Par un mémoire en défense enregistré le 14 novembre 2022 et le 1er juillet 2024, la commune de Cabasse, représentée par Me Arpino, conclut au rejet de la requête et à ce que soit mise à la charge de M. A la somme de 5 000 euros au titre des dispositions de l’article
L. 761-1 du code de justice administrative.
Elle fait valoir que les moyens invoqués sont infondés.
Par une ordonnance du 8 juillet 2024, la clôture de l’instruction a été fixée au 8 août 2024.
Vu :
— les arrêts n°23MA00267 et n°23MA00268 de la cour administrative d’appel de Marseille du 28 juin 2024 ;
— les autres pièces du dossier ;
Vu :
— le code général des collectivités territoriales ;
— le code général de la fonction publique ;
— la loi n° 83-634 du 13 juillet 1983 ;
— la loi n° 84-53 du 26 janvier 1984 ;
— le code de justice administrative.
Les parties ont été régulièrement averties du jour de l’audience.
Ont été entendus au cours de l’audience publique du 4 octobre 2024 :
— le rapport de M. Quaglierini, rapporteur,
— les conclusions de Mme Faucher, rapporteure publique,
— et les observations Me Arpino pour la commune de Cabasse.

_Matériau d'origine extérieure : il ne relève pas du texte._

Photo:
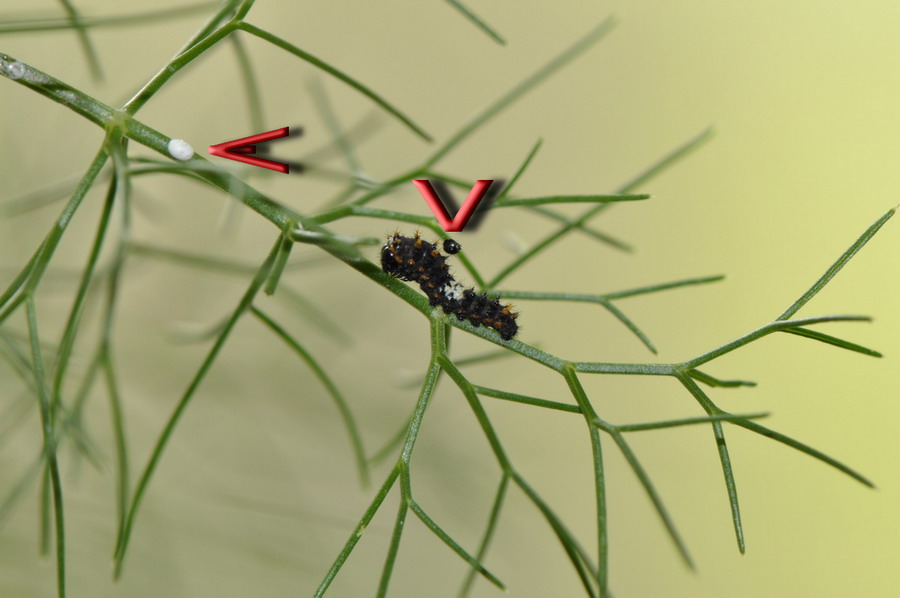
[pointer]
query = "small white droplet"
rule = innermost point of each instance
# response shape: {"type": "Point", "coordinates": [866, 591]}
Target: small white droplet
{"type": "Point", "coordinates": [15, 70]}
{"type": "Point", "coordinates": [180, 149]}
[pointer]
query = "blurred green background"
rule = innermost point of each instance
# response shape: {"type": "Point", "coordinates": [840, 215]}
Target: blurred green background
{"type": "Point", "coordinates": [257, 491]}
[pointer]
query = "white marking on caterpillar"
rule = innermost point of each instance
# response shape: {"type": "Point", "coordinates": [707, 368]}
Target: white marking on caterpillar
{"type": "Point", "coordinates": [180, 149]}
{"type": "Point", "coordinates": [454, 291]}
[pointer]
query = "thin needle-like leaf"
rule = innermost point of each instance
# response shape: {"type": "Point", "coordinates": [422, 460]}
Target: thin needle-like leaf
{"type": "Point", "coordinates": [50, 445]}
{"type": "Point", "coordinates": [724, 456]}
{"type": "Point", "coordinates": [302, 54]}
{"type": "Point", "coordinates": [141, 18]}
{"type": "Point", "coordinates": [526, 400]}
{"type": "Point", "coordinates": [391, 557]}
{"type": "Point", "coordinates": [552, 199]}
{"type": "Point", "coordinates": [476, 20]}
{"type": "Point", "coordinates": [803, 448]}
{"type": "Point", "coordinates": [836, 267]}
{"type": "Point", "coordinates": [521, 89]}
{"type": "Point", "coordinates": [86, 45]}
{"type": "Point", "coordinates": [454, 545]}
{"type": "Point", "coordinates": [245, 303]}
{"type": "Point", "coordinates": [591, 417]}
{"type": "Point", "coordinates": [689, 421]}
{"type": "Point", "coordinates": [576, 554]}
{"type": "Point", "coordinates": [832, 340]}
{"type": "Point", "coordinates": [644, 479]}
{"type": "Point", "coordinates": [357, 532]}
{"type": "Point", "coordinates": [628, 187]}
{"type": "Point", "coordinates": [488, 534]}
{"type": "Point", "coordinates": [716, 382]}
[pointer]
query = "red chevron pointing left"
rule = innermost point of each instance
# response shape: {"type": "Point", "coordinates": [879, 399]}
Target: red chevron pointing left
{"type": "Point", "coordinates": [240, 149]}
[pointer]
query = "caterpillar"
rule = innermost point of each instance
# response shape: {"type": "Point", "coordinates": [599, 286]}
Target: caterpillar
{"type": "Point", "coordinates": [415, 260]}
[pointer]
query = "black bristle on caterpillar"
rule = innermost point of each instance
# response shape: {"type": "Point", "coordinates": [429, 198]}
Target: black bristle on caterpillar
{"type": "Point", "coordinates": [415, 260]}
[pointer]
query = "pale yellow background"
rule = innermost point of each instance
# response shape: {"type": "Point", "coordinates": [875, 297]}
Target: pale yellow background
{"type": "Point", "coordinates": [257, 490]}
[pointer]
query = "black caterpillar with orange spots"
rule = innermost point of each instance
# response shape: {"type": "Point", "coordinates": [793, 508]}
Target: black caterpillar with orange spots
{"type": "Point", "coordinates": [415, 260]}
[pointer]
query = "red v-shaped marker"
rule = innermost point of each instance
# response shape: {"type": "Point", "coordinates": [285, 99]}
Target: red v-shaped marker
{"type": "Point", "coordinates": [479, 189]}
{"type": "Point", "coordinates": [240, 150]}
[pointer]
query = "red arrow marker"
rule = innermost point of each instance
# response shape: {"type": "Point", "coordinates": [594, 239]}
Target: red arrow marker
{"type": "Point", "coordinates": [479, 189]}
{"type": "Point", "coordinates": [240, 149]}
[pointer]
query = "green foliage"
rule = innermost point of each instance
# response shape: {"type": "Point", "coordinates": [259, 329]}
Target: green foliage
{"type": "Point", "coordinates": [46, 370]}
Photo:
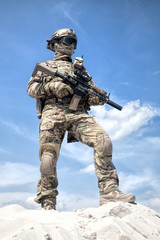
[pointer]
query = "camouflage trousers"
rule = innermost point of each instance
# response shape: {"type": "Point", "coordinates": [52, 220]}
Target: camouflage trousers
{"type": "Point", "coordinates": [56, 120]}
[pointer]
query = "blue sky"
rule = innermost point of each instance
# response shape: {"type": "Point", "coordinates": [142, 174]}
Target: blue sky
{"type": "Point", "coordinates": [119, 40]}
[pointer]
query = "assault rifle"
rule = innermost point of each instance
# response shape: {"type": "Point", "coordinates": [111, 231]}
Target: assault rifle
{"type": "Point", "coordinates": [80, 85]}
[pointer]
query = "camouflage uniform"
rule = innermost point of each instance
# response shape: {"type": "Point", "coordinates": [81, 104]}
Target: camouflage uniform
{"type": "Point", "coordinates": [55, 121]}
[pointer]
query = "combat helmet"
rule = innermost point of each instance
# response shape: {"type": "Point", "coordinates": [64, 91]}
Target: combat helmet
{"type": "Point", "coordinates": [64, 35]}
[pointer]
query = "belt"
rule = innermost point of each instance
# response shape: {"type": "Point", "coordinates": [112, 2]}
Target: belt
{"type": "Point", "coordinates": [65, 100]}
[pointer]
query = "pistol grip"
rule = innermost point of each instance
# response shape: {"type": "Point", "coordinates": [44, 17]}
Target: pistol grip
{"type": "Point", "coordinates": [74, 102]}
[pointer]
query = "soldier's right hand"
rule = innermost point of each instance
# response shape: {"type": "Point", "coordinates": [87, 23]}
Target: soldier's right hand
{"type": "Point", "coordinates": [60, 89]}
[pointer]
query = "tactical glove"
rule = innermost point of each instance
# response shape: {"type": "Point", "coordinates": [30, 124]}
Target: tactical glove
{"type": "Point", "coordinates": [60, 89]}
{"type": "Point", "coordinates": [94, 100]}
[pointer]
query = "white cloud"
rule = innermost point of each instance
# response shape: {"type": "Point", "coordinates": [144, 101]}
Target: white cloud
{"type": "Point", "coordinates": [2, 150]}
{"type": "Point", "coordinates": [17, 173]}
{"type": "Point", "coordinates": [89, 169]}
{"type": "Point", "coordinates": [137, 181]}
{"type": "Point", "coordinates": [121, 124]}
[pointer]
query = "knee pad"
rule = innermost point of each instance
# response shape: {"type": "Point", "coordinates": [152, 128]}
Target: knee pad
{"type": "Point", "coordinates": [48, 163]}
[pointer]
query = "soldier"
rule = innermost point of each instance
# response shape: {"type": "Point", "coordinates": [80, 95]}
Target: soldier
{"type": "Point", "coordinates": [53, 98]}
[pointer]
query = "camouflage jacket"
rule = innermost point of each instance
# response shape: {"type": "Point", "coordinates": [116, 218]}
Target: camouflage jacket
{"type": "Point", "coordinates": [37, 85]}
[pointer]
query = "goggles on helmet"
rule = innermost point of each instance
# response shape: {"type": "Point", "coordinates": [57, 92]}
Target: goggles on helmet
{"type": "Point", "coordinates": [69, 41]}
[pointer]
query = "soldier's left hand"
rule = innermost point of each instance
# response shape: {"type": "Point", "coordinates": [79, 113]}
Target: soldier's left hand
{"type": "Point", "coordinates": [94, 100]}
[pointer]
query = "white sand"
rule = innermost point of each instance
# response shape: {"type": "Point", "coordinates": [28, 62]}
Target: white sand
{"type": "Point", "coordinates": [113, 221]}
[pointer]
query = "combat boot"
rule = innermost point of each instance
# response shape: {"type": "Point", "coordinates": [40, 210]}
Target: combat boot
{"type": "Point", "coordinates": [116, 196]}
{"type": "Point", "coordinates": [49, 203]}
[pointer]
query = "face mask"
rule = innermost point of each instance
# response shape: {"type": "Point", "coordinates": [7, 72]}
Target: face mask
{"type": "Point", "coordinates": [64, 49]}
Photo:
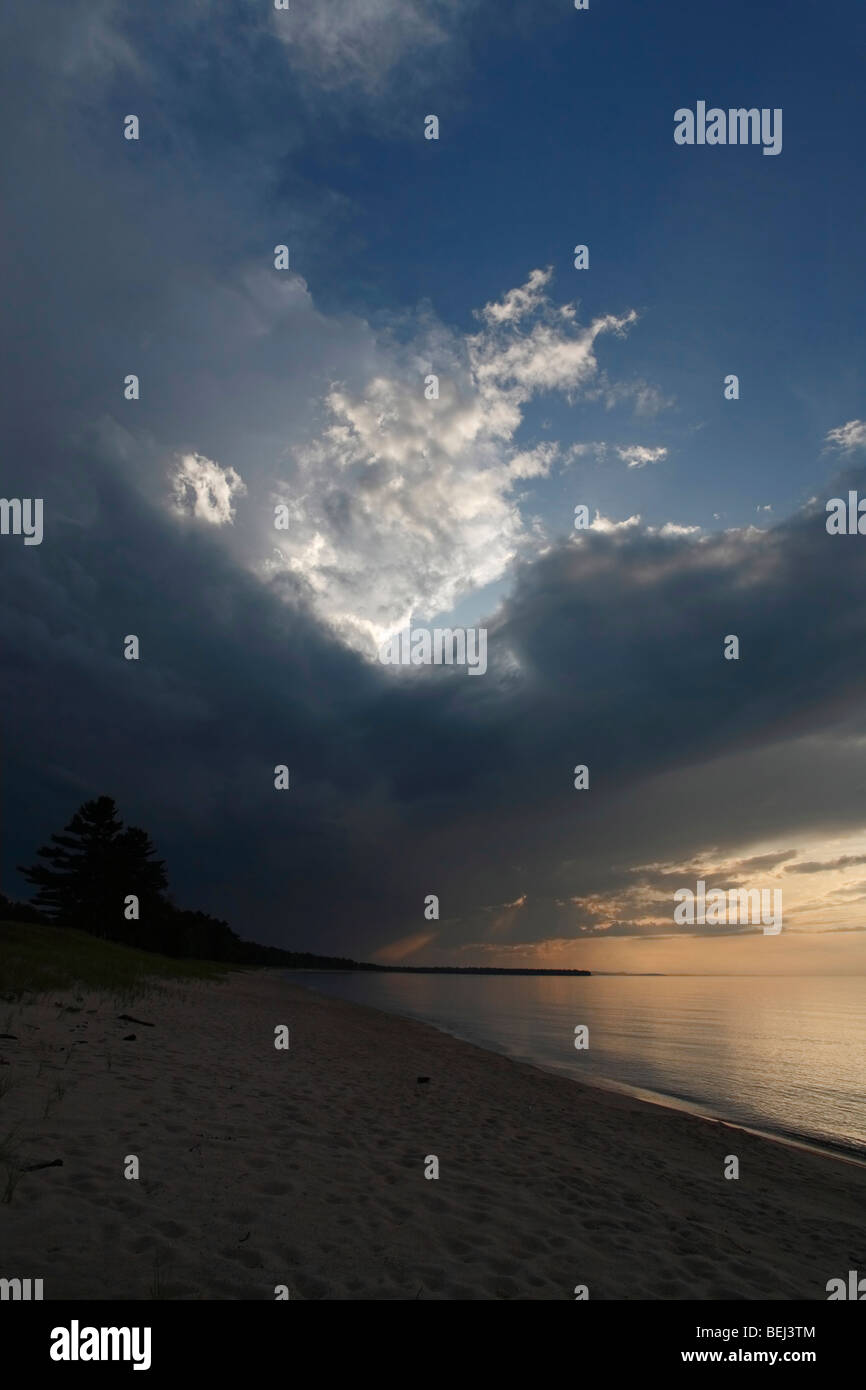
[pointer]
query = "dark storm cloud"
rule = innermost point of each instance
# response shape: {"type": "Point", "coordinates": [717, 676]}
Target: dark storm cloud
{"type": "Point", "coordinates": [816, 866]}
{"type": "Point", "coordinates": [608, 652]}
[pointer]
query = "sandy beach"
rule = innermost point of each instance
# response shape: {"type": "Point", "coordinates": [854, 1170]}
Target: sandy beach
{"type": "Point", "coordinates": [306, 1166]}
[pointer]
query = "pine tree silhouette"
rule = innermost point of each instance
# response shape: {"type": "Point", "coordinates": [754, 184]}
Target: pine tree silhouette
{"type": "Point", "coordinates": [92, 868]}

Une note en délibéré présentée par la commune de Cabasse a été enregistrée le 7 octobre 2024 et non communiquée.
Considérant ce qui suit :
1. M. A, brigadier-chef principal, exerce les fonctions d’agent de police municipale au sein de la commune de Cabasse. Consécutivement à une altercation avec le premier adjoint au maire de la commune, survenue le 2 septembre 2016, l’intéressé a été placé en arrêt maladie. Par avis du 7 décembre 2016, la commission de réforme a émis un avis favorable à la reconnaissance de l’imputabilité au service de cet accident et, par arrêté du 27 décembre 2016, cette imputabilité au service a été reconnue du 5 septembre 2016 jusqu’au 15 décembre 2016, avec une guérison fixée au 16 décembre 2016. Puis, par arrêté du 3 mai 2018, l’intéressé a finalement été placé en congé de longue durée à plein traitement à compter du 16 décembre 2016 jusqu’au 15 septembre 2018, ce congé ayant été ensuite prolongé à de multiples reprises. Par un courrier du 5 février 2020, M. A a demandé à la commune de reconnaître l’imputabilité au service de son affection à compter du 16 décembre 2016 mais, en l’absence de réponse, sa demande a été implicitement rejetée. Cette dernière décision implicite de rejet a fait l’objet d’un recours auprès du tribunal, qui l’a rejeté par un jugement n°2001161 du 1er décembre 2022, lequel a été annulé par un arrêt n°23MA00268 du 26 juin 2024 de la cour administrative d’appel de Marseille. Parallèlement, par un arrêté du 8 décembre 2021, la commune de Cabasse a prolongé le congé de longue durée de M. A du 16 septembre 2021 au 15 mars 2022, rémunéré à demi-traitement. Par un recours gracieux du 16 janvier 2022 adressé au maire de la commune, M. A a contesté cet arrêté en demandant une rémunération à plein traitement, à compter du 16 décembre 2016, compte tenu de l’imputabilité au service de son affection. Par un courrier du 25 janvier 2022, le maire de la commune de Cabasse a rejeté ledit recours gracieux. Par sa requête, M. A demande l’annulation de ces deux dernières décisions.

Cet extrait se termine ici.